This is Goodbye

This year, I spent my birthday doing everything I wanted to do and nothing I didn’t. Mr. Unicorn started the day by telling Alexa to sing to me. One Happy Birthday song just wouldn’t do. From that moment until we closed our eyes that night, I just couldn’t help but smile.

It was a perfect January morning: top down, passenger seat, his hand holding mine and just the right amount of wind in my hair. With the music all the way up, I relaxed my head against the seat of his classic convertible and closed my eyes. This is everything, I thought. We stopped at Starbucks and then cruised around his neighborhood before I got ready for a photoshoot.

I used to dread getting older, but these days, I seem to have a firm grasp of where I’m headed and there’s a lot to be happy about in that. What is very clear to me is that the people that matter – well they seem to matter more each coming year. It’s pretty simple – love the people that you love and pursue your goals with everything you have.

I’ve been working on myself for the better part of the last 10 years and it wasn’t until I started to really love myself that I knew just how far you can go when you do.

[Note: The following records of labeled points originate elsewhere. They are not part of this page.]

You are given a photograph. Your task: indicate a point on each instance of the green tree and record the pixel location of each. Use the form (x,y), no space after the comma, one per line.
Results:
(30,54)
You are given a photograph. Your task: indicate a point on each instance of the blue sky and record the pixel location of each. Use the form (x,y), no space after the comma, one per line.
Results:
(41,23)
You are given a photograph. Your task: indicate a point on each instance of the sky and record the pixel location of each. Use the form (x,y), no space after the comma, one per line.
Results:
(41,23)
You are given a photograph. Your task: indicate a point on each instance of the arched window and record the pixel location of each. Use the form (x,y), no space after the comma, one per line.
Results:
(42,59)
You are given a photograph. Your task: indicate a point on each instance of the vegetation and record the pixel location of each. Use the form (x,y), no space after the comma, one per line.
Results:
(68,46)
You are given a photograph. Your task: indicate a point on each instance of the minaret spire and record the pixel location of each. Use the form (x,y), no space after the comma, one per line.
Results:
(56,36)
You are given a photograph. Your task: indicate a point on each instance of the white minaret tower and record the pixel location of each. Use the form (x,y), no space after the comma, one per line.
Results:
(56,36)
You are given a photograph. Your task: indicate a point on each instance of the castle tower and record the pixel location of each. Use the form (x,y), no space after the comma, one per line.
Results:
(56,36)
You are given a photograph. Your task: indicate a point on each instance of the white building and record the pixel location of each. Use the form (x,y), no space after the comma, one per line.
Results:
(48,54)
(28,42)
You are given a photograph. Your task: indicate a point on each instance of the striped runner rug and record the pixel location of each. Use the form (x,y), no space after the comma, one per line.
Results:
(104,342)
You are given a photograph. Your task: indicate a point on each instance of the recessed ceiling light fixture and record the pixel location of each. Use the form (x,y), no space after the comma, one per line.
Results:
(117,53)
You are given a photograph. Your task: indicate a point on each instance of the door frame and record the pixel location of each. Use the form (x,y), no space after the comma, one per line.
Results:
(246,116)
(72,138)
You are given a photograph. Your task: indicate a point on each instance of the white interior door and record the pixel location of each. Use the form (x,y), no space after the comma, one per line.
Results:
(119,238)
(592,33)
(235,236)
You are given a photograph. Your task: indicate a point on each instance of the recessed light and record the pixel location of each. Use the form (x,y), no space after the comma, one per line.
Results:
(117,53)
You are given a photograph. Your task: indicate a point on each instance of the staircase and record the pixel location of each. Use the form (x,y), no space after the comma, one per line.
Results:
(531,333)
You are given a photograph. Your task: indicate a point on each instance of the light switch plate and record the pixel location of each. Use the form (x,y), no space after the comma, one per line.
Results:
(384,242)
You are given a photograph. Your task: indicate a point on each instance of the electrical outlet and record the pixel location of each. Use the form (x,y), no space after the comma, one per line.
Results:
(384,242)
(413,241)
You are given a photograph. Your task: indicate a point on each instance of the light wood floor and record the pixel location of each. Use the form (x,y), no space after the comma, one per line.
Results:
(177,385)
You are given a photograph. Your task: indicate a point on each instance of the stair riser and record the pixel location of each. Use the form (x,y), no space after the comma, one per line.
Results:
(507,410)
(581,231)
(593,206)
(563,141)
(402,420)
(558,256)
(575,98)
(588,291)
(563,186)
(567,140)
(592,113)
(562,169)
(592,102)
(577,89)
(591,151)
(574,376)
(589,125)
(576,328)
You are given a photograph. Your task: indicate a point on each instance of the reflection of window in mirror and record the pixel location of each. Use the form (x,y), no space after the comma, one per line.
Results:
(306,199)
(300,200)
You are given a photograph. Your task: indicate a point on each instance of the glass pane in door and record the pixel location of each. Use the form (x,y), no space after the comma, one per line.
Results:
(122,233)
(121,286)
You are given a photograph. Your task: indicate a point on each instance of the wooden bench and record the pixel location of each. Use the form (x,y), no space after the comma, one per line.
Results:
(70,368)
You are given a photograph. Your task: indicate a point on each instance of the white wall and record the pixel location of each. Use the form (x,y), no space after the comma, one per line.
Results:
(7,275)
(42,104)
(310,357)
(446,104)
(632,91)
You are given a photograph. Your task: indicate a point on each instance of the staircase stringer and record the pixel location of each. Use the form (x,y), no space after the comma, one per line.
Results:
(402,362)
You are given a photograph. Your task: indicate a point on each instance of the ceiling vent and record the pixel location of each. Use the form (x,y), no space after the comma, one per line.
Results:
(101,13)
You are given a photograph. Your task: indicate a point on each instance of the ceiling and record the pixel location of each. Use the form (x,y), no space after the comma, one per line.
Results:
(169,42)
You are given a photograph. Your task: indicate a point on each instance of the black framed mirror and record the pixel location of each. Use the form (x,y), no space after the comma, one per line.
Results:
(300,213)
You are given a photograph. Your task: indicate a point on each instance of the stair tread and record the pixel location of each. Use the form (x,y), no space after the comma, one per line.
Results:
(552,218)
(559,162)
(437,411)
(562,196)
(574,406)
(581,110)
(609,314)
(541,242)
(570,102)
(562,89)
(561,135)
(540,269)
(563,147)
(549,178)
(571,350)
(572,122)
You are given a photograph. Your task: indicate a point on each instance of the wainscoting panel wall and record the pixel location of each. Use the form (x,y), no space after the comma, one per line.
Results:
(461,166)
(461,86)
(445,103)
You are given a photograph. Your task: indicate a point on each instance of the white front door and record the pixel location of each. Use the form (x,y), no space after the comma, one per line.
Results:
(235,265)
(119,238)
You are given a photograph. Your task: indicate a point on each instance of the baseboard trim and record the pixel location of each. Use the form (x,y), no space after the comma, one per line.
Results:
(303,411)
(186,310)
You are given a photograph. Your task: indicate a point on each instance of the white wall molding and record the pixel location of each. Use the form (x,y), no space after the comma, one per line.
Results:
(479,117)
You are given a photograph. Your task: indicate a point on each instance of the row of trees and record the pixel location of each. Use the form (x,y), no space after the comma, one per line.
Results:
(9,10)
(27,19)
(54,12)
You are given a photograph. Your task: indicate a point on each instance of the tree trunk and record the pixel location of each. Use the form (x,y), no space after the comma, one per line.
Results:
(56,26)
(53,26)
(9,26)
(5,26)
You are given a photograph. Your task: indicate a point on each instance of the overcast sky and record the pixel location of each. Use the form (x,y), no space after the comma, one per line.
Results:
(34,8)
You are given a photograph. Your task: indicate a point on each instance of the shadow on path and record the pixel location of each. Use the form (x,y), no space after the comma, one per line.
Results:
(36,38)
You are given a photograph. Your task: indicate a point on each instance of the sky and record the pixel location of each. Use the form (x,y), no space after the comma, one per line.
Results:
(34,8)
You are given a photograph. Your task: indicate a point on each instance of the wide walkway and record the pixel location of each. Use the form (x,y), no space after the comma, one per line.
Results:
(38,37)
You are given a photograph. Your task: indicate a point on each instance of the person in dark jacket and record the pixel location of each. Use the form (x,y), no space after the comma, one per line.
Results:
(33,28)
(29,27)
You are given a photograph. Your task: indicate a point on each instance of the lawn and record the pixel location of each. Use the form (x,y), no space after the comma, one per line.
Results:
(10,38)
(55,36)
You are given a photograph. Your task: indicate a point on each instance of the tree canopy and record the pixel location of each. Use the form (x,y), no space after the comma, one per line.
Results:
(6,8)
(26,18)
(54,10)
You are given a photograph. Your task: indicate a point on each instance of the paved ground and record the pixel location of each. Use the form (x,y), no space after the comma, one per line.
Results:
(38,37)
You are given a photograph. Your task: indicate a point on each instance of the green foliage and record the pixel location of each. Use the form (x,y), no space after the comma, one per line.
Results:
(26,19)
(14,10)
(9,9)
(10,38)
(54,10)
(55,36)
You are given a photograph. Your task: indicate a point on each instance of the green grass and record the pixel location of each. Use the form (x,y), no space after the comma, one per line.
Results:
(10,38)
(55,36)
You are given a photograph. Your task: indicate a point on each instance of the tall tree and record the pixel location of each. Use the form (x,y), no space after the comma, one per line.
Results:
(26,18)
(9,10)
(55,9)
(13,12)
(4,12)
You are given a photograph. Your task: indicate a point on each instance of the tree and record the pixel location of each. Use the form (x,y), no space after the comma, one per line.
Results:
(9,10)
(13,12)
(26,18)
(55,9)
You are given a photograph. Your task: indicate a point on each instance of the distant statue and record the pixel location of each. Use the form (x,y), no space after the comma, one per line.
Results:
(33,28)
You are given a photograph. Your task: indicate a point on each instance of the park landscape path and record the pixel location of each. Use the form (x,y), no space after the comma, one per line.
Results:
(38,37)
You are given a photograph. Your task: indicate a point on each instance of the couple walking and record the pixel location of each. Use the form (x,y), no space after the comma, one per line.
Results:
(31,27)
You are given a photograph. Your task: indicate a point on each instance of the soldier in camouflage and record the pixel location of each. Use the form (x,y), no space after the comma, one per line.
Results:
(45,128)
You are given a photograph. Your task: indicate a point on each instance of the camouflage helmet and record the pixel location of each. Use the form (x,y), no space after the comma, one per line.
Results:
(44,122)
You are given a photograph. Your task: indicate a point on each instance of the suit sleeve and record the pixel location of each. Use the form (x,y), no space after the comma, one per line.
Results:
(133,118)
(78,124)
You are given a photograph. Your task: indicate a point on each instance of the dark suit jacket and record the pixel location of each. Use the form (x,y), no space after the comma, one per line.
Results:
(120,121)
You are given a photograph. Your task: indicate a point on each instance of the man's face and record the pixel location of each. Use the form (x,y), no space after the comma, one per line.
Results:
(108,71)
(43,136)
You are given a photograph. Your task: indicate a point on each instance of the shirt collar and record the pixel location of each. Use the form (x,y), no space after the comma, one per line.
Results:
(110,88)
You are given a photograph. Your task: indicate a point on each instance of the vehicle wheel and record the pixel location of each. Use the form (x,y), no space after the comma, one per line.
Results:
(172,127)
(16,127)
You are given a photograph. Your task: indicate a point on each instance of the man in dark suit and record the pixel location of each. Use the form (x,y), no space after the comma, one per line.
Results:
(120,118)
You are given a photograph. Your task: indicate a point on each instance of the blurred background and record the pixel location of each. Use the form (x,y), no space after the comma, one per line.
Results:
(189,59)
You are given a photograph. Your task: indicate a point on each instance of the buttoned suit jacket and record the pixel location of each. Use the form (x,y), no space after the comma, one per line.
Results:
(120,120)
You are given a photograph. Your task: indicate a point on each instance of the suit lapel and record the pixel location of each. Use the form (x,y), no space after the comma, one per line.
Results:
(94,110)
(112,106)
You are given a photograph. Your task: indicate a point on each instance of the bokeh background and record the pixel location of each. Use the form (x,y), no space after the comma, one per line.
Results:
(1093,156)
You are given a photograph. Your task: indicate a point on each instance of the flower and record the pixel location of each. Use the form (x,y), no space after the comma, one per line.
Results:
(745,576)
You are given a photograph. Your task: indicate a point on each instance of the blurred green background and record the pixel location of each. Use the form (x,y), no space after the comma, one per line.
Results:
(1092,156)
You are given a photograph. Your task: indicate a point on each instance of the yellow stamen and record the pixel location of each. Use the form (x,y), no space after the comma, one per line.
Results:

Two years ago, I made a promise to myself – that I wasn’t going back. To me, that meant that I wasn’t going back to my old ways of settling. I promised myself that I wouldn’t settle on a place, a person or a career. “I’m not going back” has become a playlist, a mantra, a way of life for me – it is something I say to remind myself of how far I’ve come and where I’m going. It started in an instant, on a warm Tempe Springtime night – when Tommy and I met for the first time.

Without meaning to, he has opened my eyes to things I hadn’t been able to see. He’s loved me and supported me in ways I never thought a man could. I write this post as I catch, out of the corner of my eye, a glance at the framed photograph of my boyfriend and I that sits on my desk in my apartment in LA. This is the last blog post I’ll write from this room. I’ve grown up so much over these past two years living in LA. So much has changed and I am still so surprised that everything I have been working towards and praying about is finally happening.

I accepted a job that will bring me closer to everything I’ve wanted for a long time. A few months ago I made the intention of leaving LA to go back home to the desert and I promised myself that I wouldn’t do it until an offer I couldn’t refuse came my way. Today that happened.

So this is Goodbye LA ❤ You know I never loved you.